Putting it all together

Four incidents across four countries and seventeen years. Let me put them side by side:

All four incidents compared by year, root cause, duration, and scale. Every single one happened during routine maintenance, not an attack.

The pattern jumps out immediately. Not one of these was a cyberattack. Not one was caused by someone trying to break something. Every incident happened during scheduled, planned, routine work. A script update. A zone file publication. A key rollover. An infrastructure migration.

And in every case, the domains themselves were perfectly fine. The hosting was up. The application was running. The problem was in the trust layer, one level above, in infrastructure that the website owners do not control and cannot fix.

“Your uptime monitor shows green across every server. Your support team is checking the wrong floor. The actual failure is upstream, invisible, and not yours to repair.”

The hard truth — and why DNSSEC is still worth it

I want to be honest with you, because I think the internet community sometimes oversimplifies this. DNSSEC has a real cost. These incidents caused real disruption to real people trying to do real things — book train tickets, check their bank balance, read the news. That is not nothing.

The critics of DNSSEC have a point when they say: a technology that can take down millions of websites because of a missing dot in a script is a technology that requires extraordinary operational discipline. DNSSEC adoption remains below 10% for most TLDs precisely because many operators look at these incidents and decide the risk is not worth it.

But here is the other side. The DNS attacks that DNSSEC prevents are not hypothetical. Cache poisoning attacks, BGP hijacking combined with DNS manipulation, state-level interception of DNS responses — these are real threats that have caused real harm to real users. DNSSEC, when working correctly, makes those attacks significantly harder.

The honest answer is: DNSSEC is a powerful security tool that requires careful operational practice. The failures we have seen are failures of process and tooling, not of the underlying concept. And the industry is learning — slowly, painfully, through incidents like these — how to run DNSSEC more reliably.

“DNSSEC failing loudly is still better than DNS lying quietly. A SERVFAIL tells you something is wrong. A cache poisoning attack sends you to the wrong place while showing you no error at all.”

What you can do — three lessions

1.  If you run a domain, monitor DNSSEC separately. Your server uptime monitor will show green even during a DNSSEC failure. Use tools like DNSViz or Zabbix DNS checks to monitor the actual DNSSEC chain, not just whether your server responds to pings.
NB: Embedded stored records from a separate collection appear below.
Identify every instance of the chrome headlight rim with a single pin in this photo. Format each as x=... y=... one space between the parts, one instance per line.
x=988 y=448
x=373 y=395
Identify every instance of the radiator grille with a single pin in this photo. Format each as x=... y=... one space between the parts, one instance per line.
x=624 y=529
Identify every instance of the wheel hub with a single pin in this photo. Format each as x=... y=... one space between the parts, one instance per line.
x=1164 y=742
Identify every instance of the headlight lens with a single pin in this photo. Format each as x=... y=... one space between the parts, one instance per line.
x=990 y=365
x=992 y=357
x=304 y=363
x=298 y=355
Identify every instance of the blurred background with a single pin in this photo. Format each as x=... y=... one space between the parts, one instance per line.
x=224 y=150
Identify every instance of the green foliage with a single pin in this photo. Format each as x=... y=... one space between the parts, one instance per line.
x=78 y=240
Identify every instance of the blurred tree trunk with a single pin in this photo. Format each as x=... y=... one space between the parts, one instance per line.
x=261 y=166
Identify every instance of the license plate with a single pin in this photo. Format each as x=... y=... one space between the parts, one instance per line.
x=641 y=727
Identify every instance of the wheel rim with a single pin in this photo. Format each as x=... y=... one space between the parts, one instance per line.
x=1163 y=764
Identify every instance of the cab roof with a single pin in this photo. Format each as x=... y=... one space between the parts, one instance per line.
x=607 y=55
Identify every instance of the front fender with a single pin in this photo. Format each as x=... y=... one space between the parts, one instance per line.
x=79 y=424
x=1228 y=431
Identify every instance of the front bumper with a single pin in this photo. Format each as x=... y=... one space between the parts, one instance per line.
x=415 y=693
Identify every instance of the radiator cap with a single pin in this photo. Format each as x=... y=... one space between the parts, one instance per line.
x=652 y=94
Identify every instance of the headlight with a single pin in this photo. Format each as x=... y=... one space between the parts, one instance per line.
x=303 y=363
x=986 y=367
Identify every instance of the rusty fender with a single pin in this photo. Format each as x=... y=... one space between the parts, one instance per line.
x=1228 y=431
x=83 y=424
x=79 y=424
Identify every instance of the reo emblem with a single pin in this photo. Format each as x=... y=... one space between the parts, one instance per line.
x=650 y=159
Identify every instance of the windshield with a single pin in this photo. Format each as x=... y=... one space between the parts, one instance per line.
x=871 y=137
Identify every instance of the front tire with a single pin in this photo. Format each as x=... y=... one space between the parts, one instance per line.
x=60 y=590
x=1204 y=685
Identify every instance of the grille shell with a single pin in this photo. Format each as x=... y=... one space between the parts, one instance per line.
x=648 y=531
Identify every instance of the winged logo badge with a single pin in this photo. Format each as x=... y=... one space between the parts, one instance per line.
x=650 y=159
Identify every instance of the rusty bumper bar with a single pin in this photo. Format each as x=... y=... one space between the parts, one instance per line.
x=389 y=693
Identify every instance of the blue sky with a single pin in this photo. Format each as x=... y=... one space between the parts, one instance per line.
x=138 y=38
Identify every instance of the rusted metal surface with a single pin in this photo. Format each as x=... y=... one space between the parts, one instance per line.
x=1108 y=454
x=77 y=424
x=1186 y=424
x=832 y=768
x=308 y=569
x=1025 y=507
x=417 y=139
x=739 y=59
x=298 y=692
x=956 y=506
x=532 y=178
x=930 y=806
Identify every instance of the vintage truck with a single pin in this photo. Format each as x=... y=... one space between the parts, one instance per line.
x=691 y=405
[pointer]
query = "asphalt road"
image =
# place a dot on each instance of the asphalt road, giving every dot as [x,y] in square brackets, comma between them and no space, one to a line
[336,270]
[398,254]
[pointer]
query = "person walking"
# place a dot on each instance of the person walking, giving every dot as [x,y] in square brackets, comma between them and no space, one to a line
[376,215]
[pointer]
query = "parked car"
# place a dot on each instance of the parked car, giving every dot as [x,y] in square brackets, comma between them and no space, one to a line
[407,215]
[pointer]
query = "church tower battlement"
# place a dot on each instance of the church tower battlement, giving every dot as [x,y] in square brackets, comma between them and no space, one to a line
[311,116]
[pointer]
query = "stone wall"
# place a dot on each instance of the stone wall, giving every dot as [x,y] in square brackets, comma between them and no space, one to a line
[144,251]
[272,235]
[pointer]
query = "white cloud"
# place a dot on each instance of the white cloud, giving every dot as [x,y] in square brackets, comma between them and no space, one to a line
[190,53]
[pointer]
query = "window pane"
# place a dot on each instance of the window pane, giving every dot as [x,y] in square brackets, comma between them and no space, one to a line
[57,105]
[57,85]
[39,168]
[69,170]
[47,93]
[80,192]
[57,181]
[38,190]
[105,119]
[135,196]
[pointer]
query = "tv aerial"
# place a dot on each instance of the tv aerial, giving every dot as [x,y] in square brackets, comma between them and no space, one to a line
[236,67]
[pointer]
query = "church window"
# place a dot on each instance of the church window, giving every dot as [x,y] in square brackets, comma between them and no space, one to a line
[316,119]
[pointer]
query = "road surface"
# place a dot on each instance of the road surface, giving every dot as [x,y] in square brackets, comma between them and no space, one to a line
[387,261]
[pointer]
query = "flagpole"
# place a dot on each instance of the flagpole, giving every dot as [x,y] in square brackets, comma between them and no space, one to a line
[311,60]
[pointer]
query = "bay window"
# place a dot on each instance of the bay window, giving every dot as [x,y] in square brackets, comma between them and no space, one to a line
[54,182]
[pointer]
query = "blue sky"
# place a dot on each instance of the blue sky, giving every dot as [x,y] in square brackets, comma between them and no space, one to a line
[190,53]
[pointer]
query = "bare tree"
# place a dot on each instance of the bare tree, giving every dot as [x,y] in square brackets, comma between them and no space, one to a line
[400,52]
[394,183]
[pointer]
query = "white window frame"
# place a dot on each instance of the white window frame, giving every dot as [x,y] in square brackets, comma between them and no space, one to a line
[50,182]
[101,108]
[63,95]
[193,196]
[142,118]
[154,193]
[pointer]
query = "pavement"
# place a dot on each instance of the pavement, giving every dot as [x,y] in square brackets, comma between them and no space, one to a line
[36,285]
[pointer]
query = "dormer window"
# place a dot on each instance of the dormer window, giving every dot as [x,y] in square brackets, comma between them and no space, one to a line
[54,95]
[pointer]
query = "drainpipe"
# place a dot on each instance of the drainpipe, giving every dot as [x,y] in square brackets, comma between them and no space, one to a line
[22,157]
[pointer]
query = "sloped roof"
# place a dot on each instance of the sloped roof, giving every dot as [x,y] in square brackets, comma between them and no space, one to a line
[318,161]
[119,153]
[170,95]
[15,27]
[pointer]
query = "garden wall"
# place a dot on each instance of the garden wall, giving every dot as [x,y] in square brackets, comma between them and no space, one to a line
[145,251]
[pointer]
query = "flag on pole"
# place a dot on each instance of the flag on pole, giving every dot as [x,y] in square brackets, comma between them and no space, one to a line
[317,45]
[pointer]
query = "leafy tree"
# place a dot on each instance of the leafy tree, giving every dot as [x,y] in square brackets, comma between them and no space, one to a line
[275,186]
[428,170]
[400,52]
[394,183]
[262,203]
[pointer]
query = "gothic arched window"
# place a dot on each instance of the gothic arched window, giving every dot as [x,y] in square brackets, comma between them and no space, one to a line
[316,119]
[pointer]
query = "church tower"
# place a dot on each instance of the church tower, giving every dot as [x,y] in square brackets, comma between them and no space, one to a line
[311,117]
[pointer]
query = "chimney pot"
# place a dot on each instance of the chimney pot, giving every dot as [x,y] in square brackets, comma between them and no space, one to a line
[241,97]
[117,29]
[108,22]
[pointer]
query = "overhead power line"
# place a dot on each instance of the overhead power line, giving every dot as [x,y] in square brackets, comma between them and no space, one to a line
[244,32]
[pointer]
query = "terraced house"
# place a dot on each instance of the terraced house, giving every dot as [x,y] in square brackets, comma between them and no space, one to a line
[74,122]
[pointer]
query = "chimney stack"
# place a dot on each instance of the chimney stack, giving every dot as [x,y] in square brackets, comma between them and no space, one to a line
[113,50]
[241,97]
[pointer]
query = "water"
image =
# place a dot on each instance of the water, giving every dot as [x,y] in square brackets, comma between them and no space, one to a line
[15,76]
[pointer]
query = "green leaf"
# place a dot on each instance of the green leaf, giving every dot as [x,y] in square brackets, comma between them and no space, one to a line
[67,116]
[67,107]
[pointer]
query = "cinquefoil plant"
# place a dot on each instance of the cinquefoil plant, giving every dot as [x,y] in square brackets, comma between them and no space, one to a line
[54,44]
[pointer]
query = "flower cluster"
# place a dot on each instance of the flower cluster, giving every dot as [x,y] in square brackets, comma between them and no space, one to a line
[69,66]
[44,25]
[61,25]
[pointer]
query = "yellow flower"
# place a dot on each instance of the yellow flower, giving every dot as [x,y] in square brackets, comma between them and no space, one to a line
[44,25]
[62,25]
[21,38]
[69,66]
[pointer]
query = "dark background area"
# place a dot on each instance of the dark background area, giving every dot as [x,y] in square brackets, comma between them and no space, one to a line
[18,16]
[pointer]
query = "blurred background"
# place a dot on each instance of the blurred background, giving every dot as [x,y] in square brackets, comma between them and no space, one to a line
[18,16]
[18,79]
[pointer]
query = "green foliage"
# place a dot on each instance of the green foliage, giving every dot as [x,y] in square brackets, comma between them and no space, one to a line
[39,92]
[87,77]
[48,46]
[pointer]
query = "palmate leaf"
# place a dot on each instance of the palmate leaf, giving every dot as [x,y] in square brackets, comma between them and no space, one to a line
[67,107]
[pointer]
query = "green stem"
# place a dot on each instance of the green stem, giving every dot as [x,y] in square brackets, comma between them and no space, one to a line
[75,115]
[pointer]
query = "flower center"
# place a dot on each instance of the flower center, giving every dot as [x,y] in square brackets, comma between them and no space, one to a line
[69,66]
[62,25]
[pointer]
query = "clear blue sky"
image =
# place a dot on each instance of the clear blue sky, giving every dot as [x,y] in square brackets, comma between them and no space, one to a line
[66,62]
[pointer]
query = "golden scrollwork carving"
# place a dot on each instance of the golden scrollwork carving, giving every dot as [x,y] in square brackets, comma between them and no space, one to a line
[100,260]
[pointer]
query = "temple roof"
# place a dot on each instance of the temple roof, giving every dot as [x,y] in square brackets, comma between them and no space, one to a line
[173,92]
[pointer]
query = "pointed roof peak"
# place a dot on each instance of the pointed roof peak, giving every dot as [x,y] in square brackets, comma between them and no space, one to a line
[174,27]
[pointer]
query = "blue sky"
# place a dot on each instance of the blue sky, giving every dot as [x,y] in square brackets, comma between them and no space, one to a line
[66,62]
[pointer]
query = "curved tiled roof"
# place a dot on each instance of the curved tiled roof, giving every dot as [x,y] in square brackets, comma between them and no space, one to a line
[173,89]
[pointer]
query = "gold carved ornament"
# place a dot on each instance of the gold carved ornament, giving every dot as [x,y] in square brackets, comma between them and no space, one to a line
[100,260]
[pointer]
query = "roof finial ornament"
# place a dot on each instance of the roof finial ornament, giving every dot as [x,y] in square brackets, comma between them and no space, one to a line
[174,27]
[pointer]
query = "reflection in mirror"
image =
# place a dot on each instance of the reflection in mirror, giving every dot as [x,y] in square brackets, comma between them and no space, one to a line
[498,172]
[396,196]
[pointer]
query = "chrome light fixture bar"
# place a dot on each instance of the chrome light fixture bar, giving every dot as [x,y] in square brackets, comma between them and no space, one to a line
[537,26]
2.  If you manage a TLD or run your own DNSSEC signing, treat key rollovers as high-risk events. The .nz and .de incidents both happened during rollovers. Test in a staging environment. Verify TTLs before and after migrations. Do not assume your new system inherited all the configuration of the old one.

3.  If you hit SERVFAIL, check DNSSEC first. Many engineers waste hours checking servers, CDN, load balancers — when the problem is a broken DNSSEC signature one level above. Run dig yourdomain.com +dnssec and look at the status field. SERVFAIL with no AD flag is your clue.

 

The internet is a remarkably fragile and remarkably resilient thing at the same time. A missing dot can take down 900,000 websites. A bug in a signing system can darken the German internet for three hours. And yet, within hours, engineers fix it, caches clear, and everything comes back.

I think that is worth understanding, not just as a technical curiosity, but as a reminder of what DNS actually is: a globally distributed system of trust, operated by humans, that is impressive when it works and illuminating when it does not.